Mais l’éditeur ne cache pas qu’il avance d’abord ses intérêts. Or, l’utilisateur se moque de la façon à laquelle il peut accéder à ses stocks de produits bureautiques pourvu qu’il puisse en afficher le contenu avec une application. L’Afnor propose de conserver un c?ur aux fichiers, et de placer les spécificités applicatives en extensions. Dans ces conditions, cette problématique relèverait de l’éditeur, ce qui semble logique et ne justifie pas la normalisation.

En revanche, il appartient à l’ISO, dont les travaux ont une répercussion internationale politique, d’éviter que des normes se concurrencent. Et en la matière, il est difficile de reconnaître à Microsoft la pertinence de sa démarche alors qu’une norme (ODF) existe déjà, quelques imperfections qu’elle puisse afficher.
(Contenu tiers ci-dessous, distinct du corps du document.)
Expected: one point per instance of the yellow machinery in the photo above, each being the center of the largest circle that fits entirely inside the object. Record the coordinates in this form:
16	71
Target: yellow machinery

Mais le vrai danger, car il y en a un, si OOXML accède dans l’état au statut de norme, c’est que cohabitent deux standards pour un seul produit, le fichier bureautique. Car alors chaque norme, légitime, évoluera séparément et en parallèle, avec tous les risques de dérives et d’incompatibilités imaginables.

La mission de l’ISO de standardiser et de simplifier n’est donc pas compatible avec cette approche, et le discours des protagonistes n’y changera rien?

C’est pourquoi la décision de l’Afnor, pour controversée qu’elle soit, a au moins le mérite de proposer une réflexion et une autre voie, n’en déplaise au géant du logiciel comme à ses détracteurs.